仕事で昔の社内報を見た。21年前の4月号、新入社員の彼の顔写真が載っているのを見つけた。今より顔がふっくらしていて、なんだかあどけない表情で。「21年前のあなたを見たよ」と言えば、彼は顔を真っ赤にして騒ぐだろうということくらい安易に想像がつく。今じゃそんなやりとりさえ懐かしい。
すきなひとと見たあの海によく似ていた。すきなひとと乗れなかった観覧車は今日もゆっくり回り続ける。すきなひとと行きたかったあの場所にはもう行けないかもしれないな。思い出すのは彼のやさしい顔ばかりで、笑うと目尻に皺が寄るのがとてもすきだった。「もう終わったこと」と蹴りをつけた気持ちに嘘偽りはないけれど、やっぱり、まだどこかで彼のことを引きずってるわたしがいる。横浜に来て3週間、今日の今日までそんなふうに考える余裕さえなかったことに気がついた。久しぶりに、ほんとうに久しぶりに涙がこぼれた。散らかったテーブルの上に小さな水たまりがいくつもできた。

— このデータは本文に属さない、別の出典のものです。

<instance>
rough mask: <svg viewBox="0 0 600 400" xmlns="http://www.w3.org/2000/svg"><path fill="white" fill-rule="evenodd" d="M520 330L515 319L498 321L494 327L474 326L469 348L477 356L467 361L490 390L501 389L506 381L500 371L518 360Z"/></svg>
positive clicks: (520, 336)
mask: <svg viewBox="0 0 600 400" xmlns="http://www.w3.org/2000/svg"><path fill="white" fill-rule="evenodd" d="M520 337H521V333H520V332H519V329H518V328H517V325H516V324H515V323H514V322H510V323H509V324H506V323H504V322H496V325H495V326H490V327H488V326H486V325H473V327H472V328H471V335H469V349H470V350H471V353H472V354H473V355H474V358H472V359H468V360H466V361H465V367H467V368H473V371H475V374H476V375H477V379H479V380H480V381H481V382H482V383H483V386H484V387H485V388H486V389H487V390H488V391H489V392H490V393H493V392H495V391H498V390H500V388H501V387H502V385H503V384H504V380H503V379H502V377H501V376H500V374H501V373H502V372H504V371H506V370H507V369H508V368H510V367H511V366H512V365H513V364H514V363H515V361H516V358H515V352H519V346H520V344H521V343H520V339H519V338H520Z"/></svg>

すきなひとはこのゴールデンウィークを10連休にして埼玉に帰ってきている。羽田へ着陸態勢を取った機上からみなとみらいを眺めても、わたしのことはきっと少しも思い出さなかったはず。「あのときは突然だったからお礼も言えずにごめん」と手紙に書いてあったけど、ゴミ袋へのお礼か、贈り物へのお礼か、はたまた、震えながら伝えた気持ちに対するお礼なのか、彼はそのすべてを明らかにしなかった。
ずるいひとだと思った。
でも、とてもやさしいひとだと思った。